The Missouri River drainage basin landform origins research project is the first known scientific expedition of discovery to systematically study detailed topographic map evidence for all major drainage divide areas within and surrounding the Missouri River drainage basin and in a sense is a modern-day equivalent of historical voyages of discovery where explorers traveled into previously unexplored territories.

Why is the Missouri River drainage basin landform origins research project an expedition of discovery?

Prior to the late 20^th century scientific expeditions of discovery frequently mapped what at that time was for the scientific community uncharted territory. Today in the 21^st century excellent topographic maps exist for nearly all North American regions, although surprisingly the scientific community has ignored and continues to ignore erosional landform information shown on those topographic maps and instead uses other types of data to develop regional geologic histories. The ignored topographic map evidence has never been systematically investigated and the Missouri River drainage basin landform origins research project is systematically observing and interpreting vast quantities of previously unexplained and/or poorly explained Missouri River drainage basin erosional landform evidence for the first time

Where is the Missouri River drainage basin?   

The Missouri River drains a large region of the North American continental interior to the Mississippi River, which then flows to the Gulf of Mexico. The Missouri River drainage basin includes large regions in the states of Missouri, Kansas, Nebraska, Iowa, South Dakota, North Dakota, Montana, Wyoming, and Colorado and smaller areas in Minnesota and in the Canadian provinces of Saskatchewan and Alberta. The Missouri River drainage basin is bounded on the east by the south oriented Mississippi River drainage basin, on the north and northeast by the north-south continental divide and drainage to Hudson Bay, on the west by the east-west continental divide and drainage to the Pacific Ocean, and on the south by the Arkansas River drainage basin, which drains to the Mississippi River.

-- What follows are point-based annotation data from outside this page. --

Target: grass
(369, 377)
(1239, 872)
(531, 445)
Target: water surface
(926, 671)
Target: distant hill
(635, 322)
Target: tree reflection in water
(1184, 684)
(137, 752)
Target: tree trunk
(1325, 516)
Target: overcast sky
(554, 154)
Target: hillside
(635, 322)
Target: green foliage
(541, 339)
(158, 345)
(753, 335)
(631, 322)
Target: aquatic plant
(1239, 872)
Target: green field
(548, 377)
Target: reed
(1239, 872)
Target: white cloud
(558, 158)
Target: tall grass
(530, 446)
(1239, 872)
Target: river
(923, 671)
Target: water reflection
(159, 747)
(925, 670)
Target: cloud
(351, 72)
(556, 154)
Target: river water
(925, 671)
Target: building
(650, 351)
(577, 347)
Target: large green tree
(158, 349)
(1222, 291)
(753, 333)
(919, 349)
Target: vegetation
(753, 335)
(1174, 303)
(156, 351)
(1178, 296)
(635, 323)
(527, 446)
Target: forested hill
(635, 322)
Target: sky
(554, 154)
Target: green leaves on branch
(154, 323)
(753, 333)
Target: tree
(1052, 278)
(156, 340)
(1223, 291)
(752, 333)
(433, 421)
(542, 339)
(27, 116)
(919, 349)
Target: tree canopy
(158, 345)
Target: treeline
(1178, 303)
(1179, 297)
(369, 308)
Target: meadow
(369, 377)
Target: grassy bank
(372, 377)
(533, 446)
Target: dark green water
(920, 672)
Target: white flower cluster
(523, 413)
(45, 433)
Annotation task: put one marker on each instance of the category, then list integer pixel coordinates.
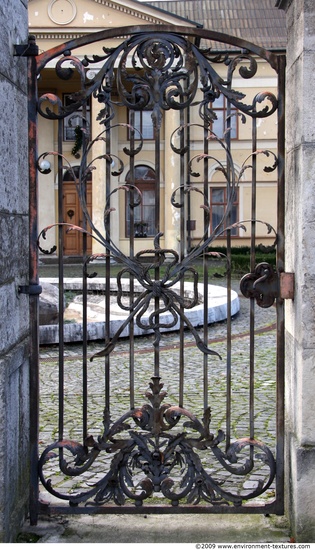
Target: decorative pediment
(71, 18)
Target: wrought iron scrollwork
(155, 448)
(158, 457)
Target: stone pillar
(300, 246)
(172, 181)
(14, 230)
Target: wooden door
(72, 213)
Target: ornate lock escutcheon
(262, 284)
(70, 213)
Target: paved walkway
(139, 530)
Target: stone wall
(14, 325)
(300, 246)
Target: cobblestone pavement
(265, 387)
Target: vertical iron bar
(131, 254)
(61, 286)
(280, 303)
(252, 301)
(84, 277)
(228, 305)
(157, 230)
(107, 269)
(33, 280)
(205, 267)
(182, 253)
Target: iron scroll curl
(159, 452)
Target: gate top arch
(173, 69)
(91, 38)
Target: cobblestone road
(265, 384)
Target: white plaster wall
(300, 246)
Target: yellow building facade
(56, 21)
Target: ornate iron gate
(155, 453)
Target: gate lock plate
(265, 285)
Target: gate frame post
(300, 238)
(33, 281)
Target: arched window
(144, 213)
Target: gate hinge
(27, 50)
(32, 290)
(265, 285)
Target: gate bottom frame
(275, 507)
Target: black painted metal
(155, 447)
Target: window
(144, 213)
(143, 123)
(75, 119)
(218, 197)
(219, 125)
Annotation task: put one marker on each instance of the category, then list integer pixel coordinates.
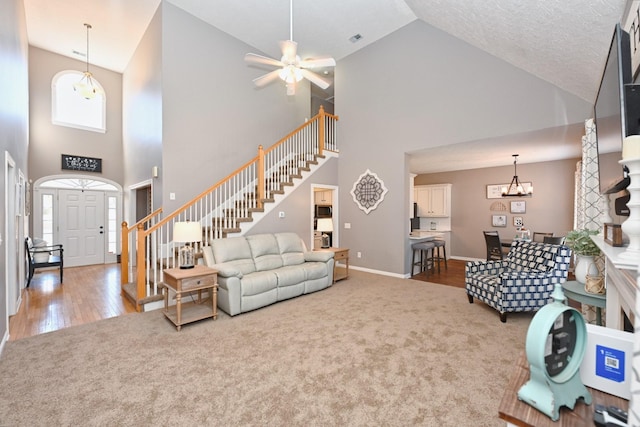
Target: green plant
(581, 244)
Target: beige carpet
(370, 350)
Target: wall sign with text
(79, 163)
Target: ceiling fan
(292, 69)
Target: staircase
(227, 208)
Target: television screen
(610, 113)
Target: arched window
(69, 108)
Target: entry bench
(42, 256)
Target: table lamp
(187, 233)
(325, 225)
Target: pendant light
(516, 189)
(86, 87)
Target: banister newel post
(140, 265)
(261, 184)
(321, 125)
(124, 254)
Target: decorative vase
(585, 265)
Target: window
(70, 109)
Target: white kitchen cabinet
(323, 197)
(433, 200)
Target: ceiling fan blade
(289, 50)
(318, 63)
(267, 78)
(315, 78)
(259, 59)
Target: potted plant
(585, 250)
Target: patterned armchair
(522, 282)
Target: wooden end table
(339, 254)
(196, 279)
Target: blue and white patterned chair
(522, 282)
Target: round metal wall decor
(368, 191)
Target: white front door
(82, 230)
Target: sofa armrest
(318, 256)
(226, 270)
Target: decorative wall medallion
(368, 191)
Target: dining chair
(494, 247)
(554, 240)
(539, 236)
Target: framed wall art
(518, 206)
(499, 220)
(368, 191)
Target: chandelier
(516, 189)
(86, 87)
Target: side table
(190, 280)
(339, 254)
(575, 291)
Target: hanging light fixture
(86, 87)
(516, 189)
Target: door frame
(38, 190)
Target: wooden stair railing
(126, 235)
(221, 208)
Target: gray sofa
(258, 270)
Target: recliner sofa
(524, 281)
(258, 270)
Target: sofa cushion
(235, 251)
(259, 282)
(291, 248)
(265, 252)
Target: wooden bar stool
(423, 248)
(437, 244)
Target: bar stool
(437, 244)
(423, 248)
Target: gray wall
(142, 113)
(48, 141)
(550, 209)
(214, 118)
(420, 88)
(14, 127)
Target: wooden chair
(539, 236)
(54, 258)
(494, 246)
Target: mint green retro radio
(555, 346)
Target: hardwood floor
(88, 294)
(92, 293)
(451, 276)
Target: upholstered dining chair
(539, 236)
(494, 246)
(554, 240)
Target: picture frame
(499, 220)
(518, 206)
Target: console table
(518, 413)
(575, 291)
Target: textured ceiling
(564, 42)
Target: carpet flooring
(370, 350)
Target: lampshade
(187, 232)
(324, 224)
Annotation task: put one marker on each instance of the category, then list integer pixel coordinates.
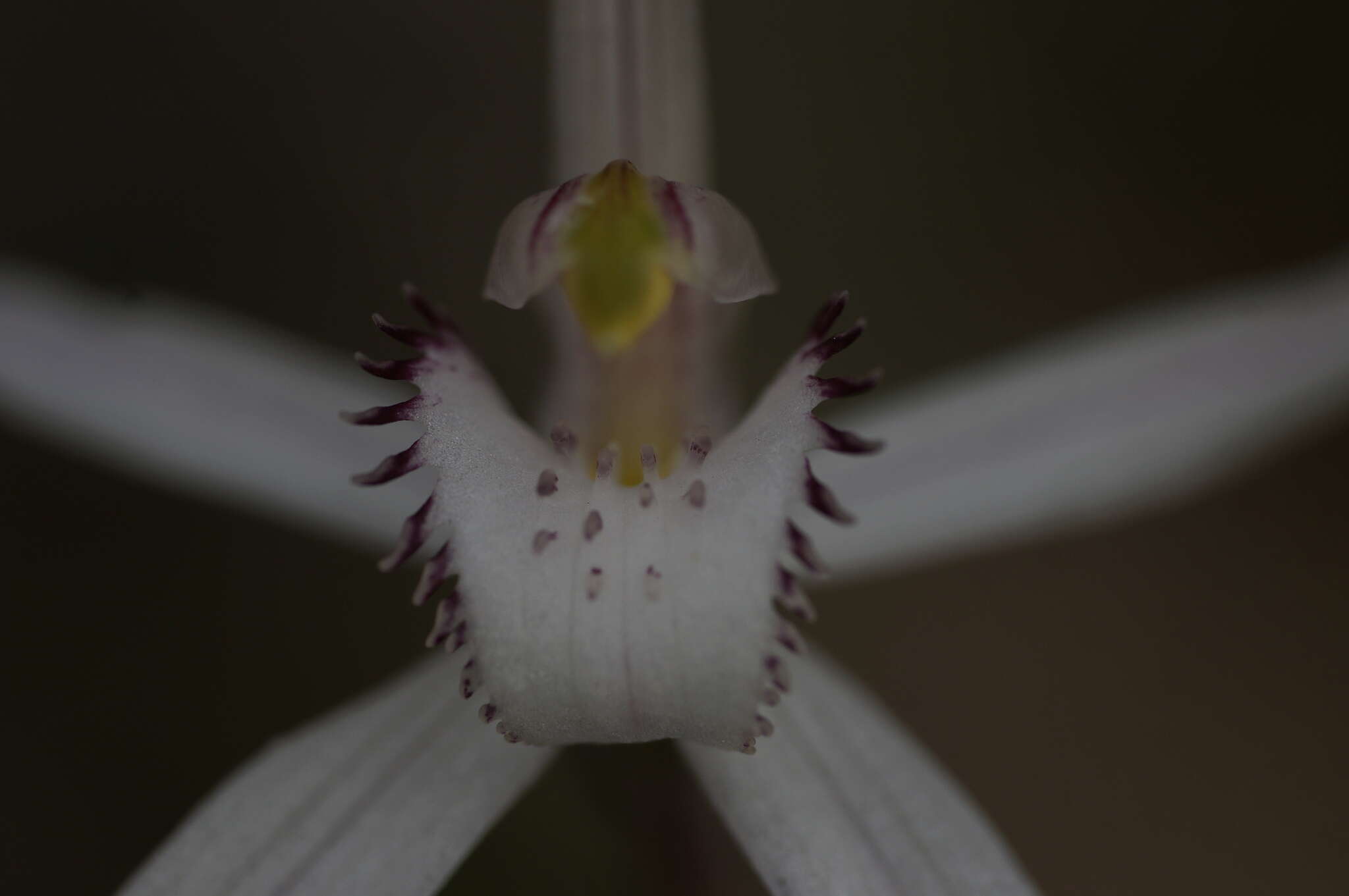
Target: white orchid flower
(614, 577)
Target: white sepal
(528, 256)
(844, 801)
(713, 247)
(1108, 421)
(727, 262)
(385, 795)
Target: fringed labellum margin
(595, 610)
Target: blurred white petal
(186, 395)
(595, 611)
(1128, 414)
(840, 799)
(628, 82)
(386, 795)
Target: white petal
(595, 612)
(190, 396)
(525, 261)
(844, 801)
(1121, 417)
(727, 261)
(628, 82)
(385, 797)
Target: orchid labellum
(632, 569)
(617, 580)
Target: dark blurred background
(1157, 706)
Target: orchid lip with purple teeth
(622, 579)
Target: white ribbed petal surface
(1122, 415)
(840, 801)
(383, 797)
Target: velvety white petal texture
(590, 611)
(844, 802)
(628, 82)
(381, 798)
(193, 398)
(1124, 415)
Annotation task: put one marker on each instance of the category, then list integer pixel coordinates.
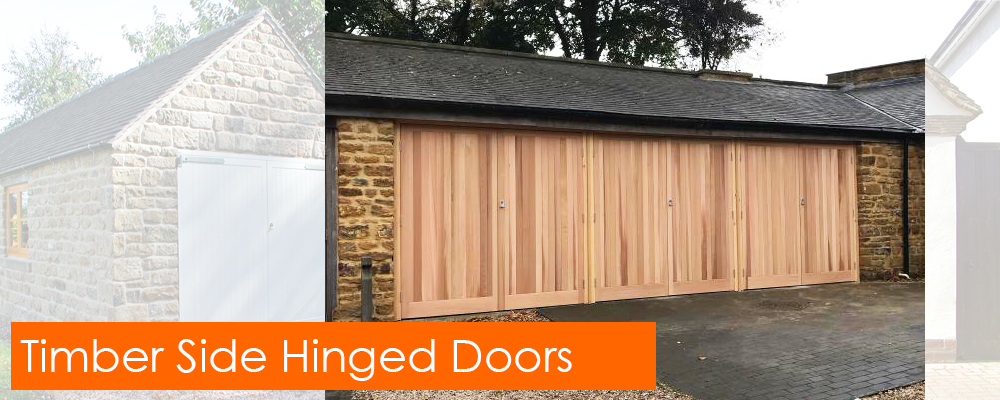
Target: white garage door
(250, 233)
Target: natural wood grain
(591, 217)
(630, 177)
(448, 228)
(770, 192)
(702, 232)
(800, 214)
(543, 184)
(829, 231)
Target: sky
(96, 29)
(811, 37)
(977, 78)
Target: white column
(940, 230)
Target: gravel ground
(912, 392)
(661, 393)
(513, 316)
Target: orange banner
(317, 356)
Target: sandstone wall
(366, 167)
(879, 216)
(66, 276)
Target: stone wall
(877, 73)
(65, 277)
(255, 100)
(366, 165)
(879, 216)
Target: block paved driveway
(835, 341)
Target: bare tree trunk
(560, 30)
(589, 29)
(414, 10)
(461, 24)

What Missouri River drainage basin landform origins research project components are found on this website?   

Missouri River drainage basin landform origins research project components on this geomorphologyresearch.com website consist of more than 500 detailed essays (or sets of research notes) systematically illustrating and interpreting topographic map evidence for more than 500 specific drainage divide areas. In addition this website includes more than 40 overview essays summarizing evidence for specified Missouri River tributary drainage basins (or Missouri River segments) and several project information essays (such as this essay). Essays for specific drainage divide areas and/or Missouri River tributary drainage divide areas can be found by using this website’s sidebar category list and/or by using the website’s search tool to identify essays containing desired keywords.

Each of the more than 500 detailed essays includes one or more location maps and approximately eight topographic maps illustrating a specified Missouri River drainage basin drainage divide area. A description and interpretation of observed evidence illustrated on each of the maps is provided. Topographic maps of different scales are frequently included to illustrate large area landform evidence along with more specific and detailed evidence related to the same landforms. As a group the detailed essays illustrate and interpret erosional landforms for thousands of previously ignored and/or poorly explained erosional landforms and cover the entire Missouri River drainage basin.

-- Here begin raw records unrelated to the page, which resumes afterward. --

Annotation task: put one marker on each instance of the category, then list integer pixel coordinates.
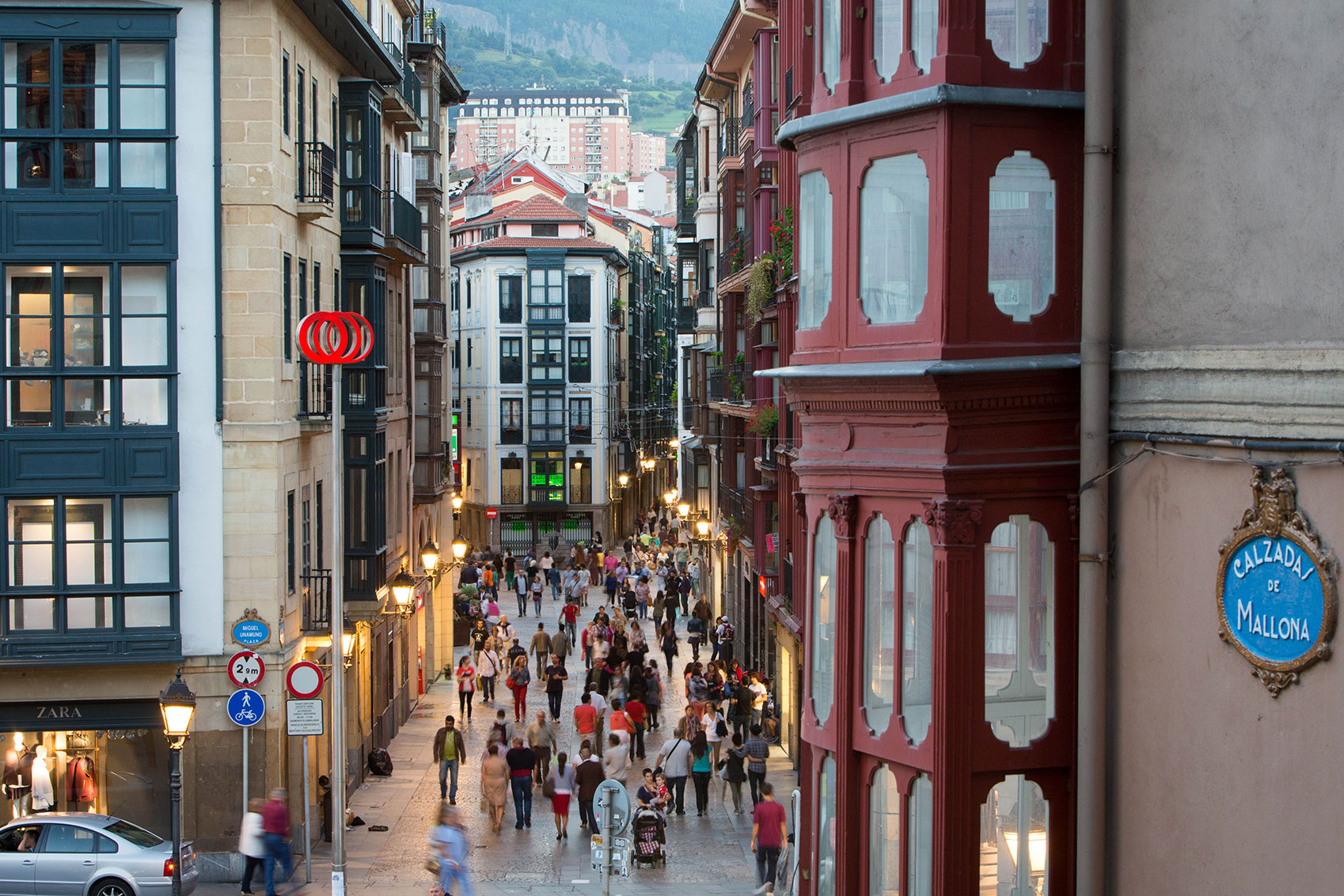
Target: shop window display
(121, 773)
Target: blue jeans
(275, 848)
(446, 766)
(522, 798)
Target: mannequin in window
(44, 795)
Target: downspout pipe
(219, 227)
(1095, 448)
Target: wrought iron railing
(317, 599)
(316, 173)
(315, 391)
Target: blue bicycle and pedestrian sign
(246, 708)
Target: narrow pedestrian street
(708, 853)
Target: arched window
(1019, 630)
(1015, 837)
(917, 632)
(828, 40)
(879, 625)
(883, 834)
(920, 840)
(814, 249)
(889, 38)
(823, 620)
(894, 239)
(924, 35)
(827, 832)
(1022, 237)
(1018, 30)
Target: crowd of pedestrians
(651, 602)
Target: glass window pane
(917, 632)
(84, 63)
(924, 35)
(85, 165)
(879, 624)
(144, 165)
(827, 828)
(894, 239)
(1019, 630)
(27, 164)
(88, 541)
(30, 403)
(1014, 838)
(144, 108)
(828, 22)
(1018, 30)
(887, 35)
(144, 402)
(84, 108)
(814, 249)
(86, 306)
(823, 620)
(88, 403)
(148, 610)
(144, 63)
(883, 834)
(1022, 237)
(32, 541)
(30, 316)
(144, 518)
(32, 614)
(920, 840)
(88, 613)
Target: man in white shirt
(675, 758)
(600, 730)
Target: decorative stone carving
(843, 511)
(953, 523)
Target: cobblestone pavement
(708, 853)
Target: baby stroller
(649, 840)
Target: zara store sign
(1277, 599)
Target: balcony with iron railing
(429, 321)
(317, 599)
(316, 179)
(315, 391)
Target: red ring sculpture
(335, 337)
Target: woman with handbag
(448, 853)
(560, 784)
(518, 681)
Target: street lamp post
(177, 703)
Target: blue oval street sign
(1273, 599)
(252, 632)
(246, 708)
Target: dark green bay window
(86, 115)
(78, 564)
(88, 347)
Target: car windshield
(133, 834)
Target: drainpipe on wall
(1095, 453)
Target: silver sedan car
(74, 853)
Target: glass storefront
(101, 757)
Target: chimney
(477, 204)
(577, 203)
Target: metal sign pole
(308, 821)
(608, 841)
(338, 618)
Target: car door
(66, 860)
(17, 868)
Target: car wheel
(112, 887)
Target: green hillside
(658, 108)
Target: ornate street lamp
(177, 704)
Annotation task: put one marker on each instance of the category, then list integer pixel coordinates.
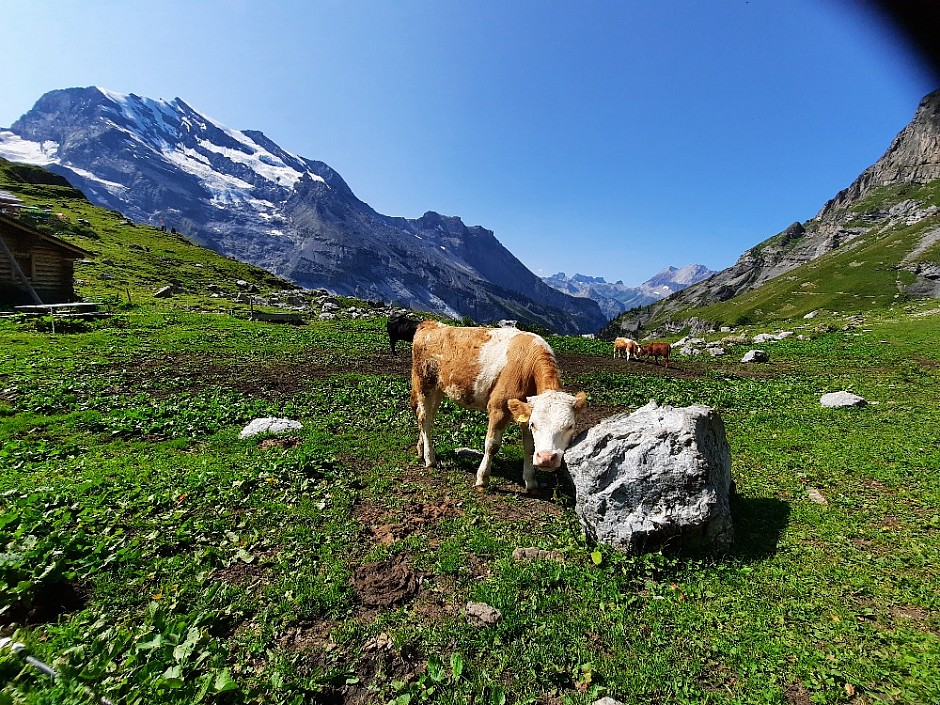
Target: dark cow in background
(401, 326)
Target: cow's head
(551, 418)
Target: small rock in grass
(269, 424)
(755, 356)
(816, 496)
(482, 614)
(531, 554)
(841, 399)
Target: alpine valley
(164, 164)
(615, 298)
(873, 245)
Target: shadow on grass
(759, 523)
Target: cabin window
(25, 262)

The first 351 detailed essays and the overview essays were written and published on the Google Knol site between August of 2009 and November of 2011 as the systematic study encountered each new drainage divide area. The initial 351 essays were transferred from the Google Knol site to this geomorphologyresearch.com website during November and December of 2011. Overview essays were also transferred at that time. Following the transfer the systematic study encountered 169 more Missouri River drainage basin drainage divide areas and detailed essays illustrating and describing those drainage divide areas were written and added to this website on dates included in the posts.

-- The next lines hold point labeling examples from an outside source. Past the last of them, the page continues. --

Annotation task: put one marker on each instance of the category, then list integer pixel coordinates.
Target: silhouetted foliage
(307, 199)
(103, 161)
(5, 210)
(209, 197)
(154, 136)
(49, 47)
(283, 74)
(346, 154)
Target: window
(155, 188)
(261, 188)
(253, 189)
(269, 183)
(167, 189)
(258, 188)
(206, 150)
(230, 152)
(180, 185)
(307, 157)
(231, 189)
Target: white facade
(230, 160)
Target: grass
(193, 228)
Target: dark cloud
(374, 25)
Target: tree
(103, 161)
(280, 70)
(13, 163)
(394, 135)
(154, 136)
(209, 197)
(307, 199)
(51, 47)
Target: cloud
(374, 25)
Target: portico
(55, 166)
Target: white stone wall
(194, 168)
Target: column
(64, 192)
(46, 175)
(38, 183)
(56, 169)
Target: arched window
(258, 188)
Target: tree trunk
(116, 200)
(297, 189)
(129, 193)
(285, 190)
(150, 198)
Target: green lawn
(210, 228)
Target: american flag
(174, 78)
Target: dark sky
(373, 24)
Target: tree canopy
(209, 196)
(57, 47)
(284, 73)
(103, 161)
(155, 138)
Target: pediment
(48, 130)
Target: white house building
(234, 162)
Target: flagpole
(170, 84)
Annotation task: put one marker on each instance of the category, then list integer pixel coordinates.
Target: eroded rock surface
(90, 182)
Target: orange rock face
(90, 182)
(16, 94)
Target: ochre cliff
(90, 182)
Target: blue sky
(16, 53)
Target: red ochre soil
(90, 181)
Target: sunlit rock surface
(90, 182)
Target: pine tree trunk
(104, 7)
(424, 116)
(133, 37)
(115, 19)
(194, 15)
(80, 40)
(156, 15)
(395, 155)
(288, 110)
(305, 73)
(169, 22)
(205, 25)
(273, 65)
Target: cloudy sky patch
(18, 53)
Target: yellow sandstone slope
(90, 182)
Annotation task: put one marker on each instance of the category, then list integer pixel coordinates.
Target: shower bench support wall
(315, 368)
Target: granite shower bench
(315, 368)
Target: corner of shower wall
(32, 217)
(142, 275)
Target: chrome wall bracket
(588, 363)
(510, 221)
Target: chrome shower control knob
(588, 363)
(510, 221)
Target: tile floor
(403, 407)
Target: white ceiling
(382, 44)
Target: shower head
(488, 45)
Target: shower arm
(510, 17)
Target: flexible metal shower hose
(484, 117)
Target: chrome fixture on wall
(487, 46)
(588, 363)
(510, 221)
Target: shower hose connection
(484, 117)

Previous work and fundamental assumptions

The Missouri River drainage basin landform origins research project is built on the work of thousands of United States Geological Survey cartographers, scientists, and others who between 1879 and 1992 prepared United States topographic maps and also on the work of Natural Resources Canada cartographers, scientists, and others who prepared Canadian topographic maps. References for each essay on this website are the illustrated topographic maps. The Missouri River drainage basin landform origins research project’s most fundamental assumption is topographic maps of the Missouri River drainage basin are correctly drawn and portray the landforms as those landforms actually exist.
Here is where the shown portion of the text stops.